Canada does very well by this measure, ranking fourth among 16 major OECD countries according to one study — far better than France, the United States, and the United Kingdom, for instance. The data show that only 20 per cent of a Canadian family's economic advantage or disadvantage persists into the next generation. To take a concrete example, in a family with an income that is $10,000 below the median, the members of the following generation can expect to have incomes that are, on average, just $2,000 below the median.
What this all means is that when we talk about "the poor," we're not talking about the same people year after year, decade after decade. Indeed, just 13 per cent of individuals who were in the first income quintile in 1990 (the bottom 1/5 of the population in terms of income) were still in that same quintile twenty years later, in 2009.
Following the same individuals, we see that the average annual income of those who found themselves in the lowest quintile in 1990, just $6,000, had grown to $44,100 in 2009 in constant dollars, an average increase of 635 per cent. As for individuals who found themselves in the top quintile in 1990, their incomes grew by an average of 23 per cent over this same period, from $77,200 to $94,900.
This makes perfect sense when you consider that many people at the bottom of the income ladder are still young, and that income tends to rise as one progresses through one's career. Many of those with low incomes are in fact students, driving around in rusty old cars today so that they can learn the skills, and earn the degrees, that will let them ride in style tomorrow.
In addition, having a low income when one is a young adult, or in retirement for that matter, does not necessarily imply a lack of goods and services. This is because people are generally able to smooth out their consumption levels over time. Specifically, we tend to borrow when we're young, in order to pay for studies or to buy a property, for example, and to save more as our incomes rise, building up our assets in order to maintain our living standards in retirement.
In the end, what matters more than socioeconomic position at any given moment is that those who find themselves at the bottom of the income ladder are unlikely to remain there long, that they are not prisoners of their status, and neither are their children. This is precisely the situation of opportunity that prevails in Canada.
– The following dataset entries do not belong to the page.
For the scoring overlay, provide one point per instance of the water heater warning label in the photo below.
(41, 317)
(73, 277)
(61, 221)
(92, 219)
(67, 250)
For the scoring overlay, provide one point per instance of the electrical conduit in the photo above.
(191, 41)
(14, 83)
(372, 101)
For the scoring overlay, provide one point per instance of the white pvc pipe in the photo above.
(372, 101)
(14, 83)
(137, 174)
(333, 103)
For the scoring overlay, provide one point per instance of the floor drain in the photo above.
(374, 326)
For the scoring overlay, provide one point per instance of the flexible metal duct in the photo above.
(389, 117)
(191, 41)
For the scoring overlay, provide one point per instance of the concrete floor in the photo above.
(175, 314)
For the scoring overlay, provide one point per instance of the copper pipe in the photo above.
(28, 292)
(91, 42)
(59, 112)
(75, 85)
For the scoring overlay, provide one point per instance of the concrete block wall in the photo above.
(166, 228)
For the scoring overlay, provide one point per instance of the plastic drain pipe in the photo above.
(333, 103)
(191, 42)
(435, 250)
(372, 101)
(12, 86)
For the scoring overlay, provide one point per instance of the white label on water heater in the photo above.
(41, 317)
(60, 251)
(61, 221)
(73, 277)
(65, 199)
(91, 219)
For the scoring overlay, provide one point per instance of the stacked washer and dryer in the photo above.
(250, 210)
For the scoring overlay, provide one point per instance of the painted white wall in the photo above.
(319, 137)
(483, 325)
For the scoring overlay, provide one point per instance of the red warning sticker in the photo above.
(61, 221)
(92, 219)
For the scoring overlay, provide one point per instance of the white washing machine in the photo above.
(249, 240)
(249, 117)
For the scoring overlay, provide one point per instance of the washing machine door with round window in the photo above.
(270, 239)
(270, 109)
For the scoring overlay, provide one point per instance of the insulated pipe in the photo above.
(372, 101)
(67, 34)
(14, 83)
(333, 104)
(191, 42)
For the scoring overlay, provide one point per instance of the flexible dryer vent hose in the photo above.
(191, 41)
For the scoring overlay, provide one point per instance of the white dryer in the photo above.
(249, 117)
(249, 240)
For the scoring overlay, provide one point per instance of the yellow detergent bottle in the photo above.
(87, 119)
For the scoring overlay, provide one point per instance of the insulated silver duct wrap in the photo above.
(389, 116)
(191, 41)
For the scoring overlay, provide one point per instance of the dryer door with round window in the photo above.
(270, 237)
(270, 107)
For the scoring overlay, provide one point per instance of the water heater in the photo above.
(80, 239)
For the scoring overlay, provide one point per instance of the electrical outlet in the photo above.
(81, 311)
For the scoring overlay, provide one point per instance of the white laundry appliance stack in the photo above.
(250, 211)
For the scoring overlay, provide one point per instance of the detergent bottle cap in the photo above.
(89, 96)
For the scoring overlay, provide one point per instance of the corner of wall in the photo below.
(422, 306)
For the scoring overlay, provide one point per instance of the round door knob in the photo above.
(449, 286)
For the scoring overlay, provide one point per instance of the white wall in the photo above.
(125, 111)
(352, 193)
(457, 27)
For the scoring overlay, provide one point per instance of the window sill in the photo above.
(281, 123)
The point is not to underplay the difficulties associated with poverty, but rather to recognize that in this country, in the vast majority of cases, poverty is a temporary state of affairs. Alarmist declarations about the supposed permanence of poverty for a substantial portion of the Canadian population — or about the rich getting richer while the poor get poorer — are therefore just a lot of hot air.
Yanick Labrie is an Economist at the Montreal Economic Institute and the co-author of "Poverty Is Not a Permanent State of Affairs in Canada." The views reflected in this op-ed are his own.